I want to pursue a career in forensic science. Could you tell me a little about the subject and which colleges are best for this overseas?
Forensic science is the study and use of science and tech to assist and resolve criminal, civil and regulatory issues.
You could prepare yourself for this programme with courses such as physics, biology, chemistry and maths in school. Forensic science technicians would normally have a bachelor’s degree in a natural science, such as chemistry or biology, or in forensic science. They may further specialise in a specific area of study such as toxicology, pathology or DNA. A prudent option that would open you to more jobs would be to pursue natural sciences in college with electives or a master’s in forensic sciences. Remember in this programme the science comes first and forensics second.
Forensic science work could be in laboratories or at the crime scene. The former will require you to analyse DNA samples, perform biological or chemical analysis on evidence collected at the crime scene, study digital media for relevant information or perform specialised tasks. Work on the crime scene involves collecting evidence including fingerprints, taking photographs, recording observations and sketches.
Students wishing to pursue this course should have not only good mathematical and science skills but good communication skills too as they shall be required to keep a record of their observations and testify in court. They should have a penchant for detail, be capable of analytical thinking and possess problem-solving skills.
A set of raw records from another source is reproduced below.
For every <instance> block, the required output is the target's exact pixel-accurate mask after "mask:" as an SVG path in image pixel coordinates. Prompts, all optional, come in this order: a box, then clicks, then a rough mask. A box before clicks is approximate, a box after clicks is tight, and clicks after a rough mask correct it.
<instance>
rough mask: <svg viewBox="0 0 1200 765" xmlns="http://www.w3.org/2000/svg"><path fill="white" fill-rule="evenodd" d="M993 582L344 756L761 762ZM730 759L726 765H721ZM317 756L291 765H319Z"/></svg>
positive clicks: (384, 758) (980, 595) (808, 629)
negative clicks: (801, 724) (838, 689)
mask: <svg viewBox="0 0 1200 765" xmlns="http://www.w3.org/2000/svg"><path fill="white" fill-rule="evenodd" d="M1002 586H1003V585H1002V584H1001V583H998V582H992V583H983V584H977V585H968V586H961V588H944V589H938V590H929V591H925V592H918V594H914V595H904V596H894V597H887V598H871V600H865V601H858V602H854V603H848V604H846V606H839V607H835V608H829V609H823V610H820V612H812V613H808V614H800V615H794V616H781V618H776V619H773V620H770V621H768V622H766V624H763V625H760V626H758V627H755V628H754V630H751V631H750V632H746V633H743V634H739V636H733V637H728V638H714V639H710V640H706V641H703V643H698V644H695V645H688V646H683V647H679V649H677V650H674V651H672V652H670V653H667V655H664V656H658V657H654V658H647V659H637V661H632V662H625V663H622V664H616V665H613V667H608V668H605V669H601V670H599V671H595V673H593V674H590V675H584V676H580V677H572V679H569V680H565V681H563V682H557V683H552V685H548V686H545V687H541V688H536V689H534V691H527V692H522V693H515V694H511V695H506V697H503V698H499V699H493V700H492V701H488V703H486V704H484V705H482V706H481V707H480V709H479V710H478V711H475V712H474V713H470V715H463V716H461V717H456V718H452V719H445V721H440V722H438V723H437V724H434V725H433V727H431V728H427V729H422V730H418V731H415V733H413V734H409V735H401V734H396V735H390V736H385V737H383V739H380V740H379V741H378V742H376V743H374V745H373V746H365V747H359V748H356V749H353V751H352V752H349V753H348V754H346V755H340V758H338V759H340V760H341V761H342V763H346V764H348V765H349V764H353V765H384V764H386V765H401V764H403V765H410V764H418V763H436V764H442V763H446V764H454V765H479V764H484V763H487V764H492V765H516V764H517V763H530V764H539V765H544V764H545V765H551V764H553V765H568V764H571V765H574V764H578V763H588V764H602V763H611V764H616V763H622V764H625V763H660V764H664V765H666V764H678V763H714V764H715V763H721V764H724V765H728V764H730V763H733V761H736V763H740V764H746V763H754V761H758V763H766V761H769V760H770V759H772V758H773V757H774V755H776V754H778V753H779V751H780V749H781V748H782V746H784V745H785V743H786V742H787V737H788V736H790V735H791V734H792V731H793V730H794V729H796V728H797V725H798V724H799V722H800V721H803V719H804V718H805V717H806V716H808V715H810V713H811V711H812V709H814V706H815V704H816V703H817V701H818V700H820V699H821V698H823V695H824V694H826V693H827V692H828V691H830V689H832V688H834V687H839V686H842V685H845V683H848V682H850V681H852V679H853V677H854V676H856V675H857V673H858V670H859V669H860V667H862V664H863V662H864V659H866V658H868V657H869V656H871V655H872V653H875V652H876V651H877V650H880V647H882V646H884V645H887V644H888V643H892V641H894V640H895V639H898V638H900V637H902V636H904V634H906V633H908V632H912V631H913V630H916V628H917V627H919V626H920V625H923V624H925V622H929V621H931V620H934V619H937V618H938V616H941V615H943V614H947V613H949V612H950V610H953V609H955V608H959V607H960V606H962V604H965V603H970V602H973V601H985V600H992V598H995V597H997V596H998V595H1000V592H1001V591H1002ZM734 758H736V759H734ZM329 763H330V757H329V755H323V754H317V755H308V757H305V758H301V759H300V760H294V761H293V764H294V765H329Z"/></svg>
Forensic science programmes cover various specialised job functions including DNA analyst, ballistics, document examiner, digital and computer investigator, accountant, psychologist and pathologist. For instance a forensic accountant would investigate fraud or embezzlement and analyse financial information for use in legal proceedings; a DNA analyst would be responsible for analysing evidence such as blood, hair follicles, or other bodily fluids.
In the US, Penn State, Syracuse, UC, Davis and Drexel are known for their forensic programmes; with the exception of Penn State the rest offer it only at graduate level. In the UK, universities renowned for this would include Dundee, Keele, Strathclyde and Kent.
Be careful to introspect on your strengths and weaknesses and not be swayed by the glitz and glamour of shows like Bones, Dexter or CSI – the real world is unfortunately far more mundane and less exciting.